Last month, the government agreed to accept Manning's guilty plea for a lesser version of one count, involving a single diplomatic cable summarizing U.S. embassy discussions with Icelandic officials about the country's financial troubles.

Manning also acknowledged sending WikiLeaks unclassified video of a 2007 U.S. Apache helicopter attack that killed civilians, including a Reuters photographer. An internal military investigation concluded the troops reasonably mistook the camera equipment for weapons; WikiLeaks dubbed the video "Collateral Murder."

The release of the cables and video embarrassed the U.S. and its allies. The Obama administration has said it threatened valuable military and diplomatic sources and strained America's relations with other governments, but the specific amount of damage hasn't been publicly revealed and probably won't be during the trial.

Lind ruled the extent of any damage is irrelevant. Defense attorney David Coombs contends it was minimal.

Much of the evidence is classified, which means large portions of the trial are likely to be closed to reporters and the public.

Lead prosecutor Maj. Ashden Fein told Lind in February that more than half of the government's 141 anticipated witnesses would testify about classified information, which would close up to 30 percent of the trial.

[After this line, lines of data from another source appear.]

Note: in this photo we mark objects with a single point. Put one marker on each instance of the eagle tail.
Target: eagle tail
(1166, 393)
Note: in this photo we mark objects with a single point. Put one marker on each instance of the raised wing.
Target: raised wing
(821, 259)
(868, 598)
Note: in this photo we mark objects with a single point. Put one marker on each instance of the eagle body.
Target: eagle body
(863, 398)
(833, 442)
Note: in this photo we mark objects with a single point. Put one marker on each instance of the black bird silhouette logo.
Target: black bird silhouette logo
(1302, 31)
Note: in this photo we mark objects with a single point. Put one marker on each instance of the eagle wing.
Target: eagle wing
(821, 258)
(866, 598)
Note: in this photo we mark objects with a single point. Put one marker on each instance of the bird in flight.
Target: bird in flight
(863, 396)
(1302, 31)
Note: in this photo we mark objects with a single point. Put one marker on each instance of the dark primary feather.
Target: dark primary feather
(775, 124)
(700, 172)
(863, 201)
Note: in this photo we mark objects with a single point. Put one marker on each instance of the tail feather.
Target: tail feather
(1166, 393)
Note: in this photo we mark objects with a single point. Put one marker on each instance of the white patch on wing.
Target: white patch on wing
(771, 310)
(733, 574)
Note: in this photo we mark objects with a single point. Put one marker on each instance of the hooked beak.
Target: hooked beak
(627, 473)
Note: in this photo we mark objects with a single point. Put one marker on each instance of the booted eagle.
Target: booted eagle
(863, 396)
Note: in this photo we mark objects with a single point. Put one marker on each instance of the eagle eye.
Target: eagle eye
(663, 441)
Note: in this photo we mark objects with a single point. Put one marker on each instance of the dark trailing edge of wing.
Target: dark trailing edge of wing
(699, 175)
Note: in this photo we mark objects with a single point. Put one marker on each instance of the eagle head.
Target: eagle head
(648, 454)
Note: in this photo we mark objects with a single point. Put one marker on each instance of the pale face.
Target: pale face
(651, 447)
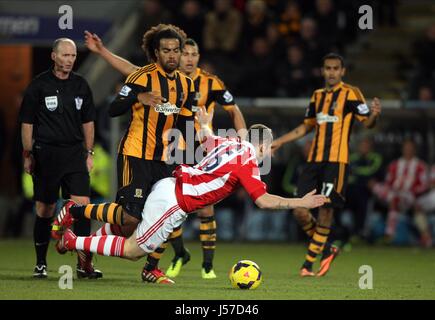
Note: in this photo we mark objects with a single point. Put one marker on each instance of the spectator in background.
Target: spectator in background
(2, 135)
(387, 13)
(426, 202)
(293, 75)
(406, 180)
(313, 48)
(222, 28)
(327, 22)
(424, 51)
(277, 44)
(191, 20)
(102, 123)
(207, 66)
(257, 79)
(255, 22)
(289, 22)
(425, 94)
(152, 12)
(365, 164)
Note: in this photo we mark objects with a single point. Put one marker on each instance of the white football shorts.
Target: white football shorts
(160, 216)
(427, 201)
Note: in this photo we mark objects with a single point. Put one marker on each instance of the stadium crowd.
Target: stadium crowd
(246, 41)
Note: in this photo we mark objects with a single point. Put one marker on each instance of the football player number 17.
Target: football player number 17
(327, 188)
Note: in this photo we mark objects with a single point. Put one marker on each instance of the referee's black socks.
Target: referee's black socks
(41, 238)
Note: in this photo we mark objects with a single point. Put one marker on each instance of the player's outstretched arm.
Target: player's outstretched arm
(95, 44)
(295, 134)
(310, 200)
(238, 119)
(204, 119)
(375, 111)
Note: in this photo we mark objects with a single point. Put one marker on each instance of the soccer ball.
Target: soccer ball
(245, 274)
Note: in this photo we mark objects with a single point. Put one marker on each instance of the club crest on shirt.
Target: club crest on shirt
(167, 108)
(363, 109)
(79, 102)
(138, 193)
(51, 103)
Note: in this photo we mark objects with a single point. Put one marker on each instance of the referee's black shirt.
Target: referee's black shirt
(57, 108)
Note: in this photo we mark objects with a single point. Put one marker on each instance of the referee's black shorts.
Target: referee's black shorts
(59, 167)
(328, 178)
(135, 179)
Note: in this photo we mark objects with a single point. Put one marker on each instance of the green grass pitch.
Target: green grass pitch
(398, 273)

The court-martial's high degree of secrecy, including refusals to promptly release even routine filings and rulings, has fueled protests by Manning supporters. The Bradley Manning Support Network says it has raised more than $1.1 million for his defense and public outreach.

Supporters include documentary filmmaker Michael Moore, musician Graham Nash, actor John Cusack and Pentagon Papers leaker Daniel Ellsberg.

Ellsberg, a former military analyst, has said Manning's disclosures may be more significant than his own leak of a top-secret history of the Vietnam War expansion in 1971.

About 20 Manning supporters demonstrated in the rain outside the visitor gate at Fort Meade. They waved signs reading "free Bradley Manning" and "protect the truth" while chanting "What do want? Free Bradley. When do we want it? Now."

Manning's case gained even more attention when human rights groups and the United Nations' chief torture investigator complained about his pretrial confinement at a Marine Corps brig in Quantico, Va.

For nine months, Manning was held alone in a windowless cell 23 hours a day, sometimes with no clothing. Brig officials said it was to keep him from hurting himself or others.

Lind ruled Manning had been illegally punished and should get 112 days off any prison sentence he receives. Manning was moved in April 2011 to less restrictive conditions at Fort Leavenworth, Kansas.

Manning has said he corresponded online with someone he believed to be Assange but never confirmed the person's identity. Assange is the subject of a separate federal investigation into whether he can be prosecuted for publishing the information Manning leaked.

WikiLeaks has been careful never to confirm or deny Manning was the source of the documents.

Assange has been holed up in the Ecuadorean Embassy in London to avoid extradition to Sweden on sex-crimes allegations.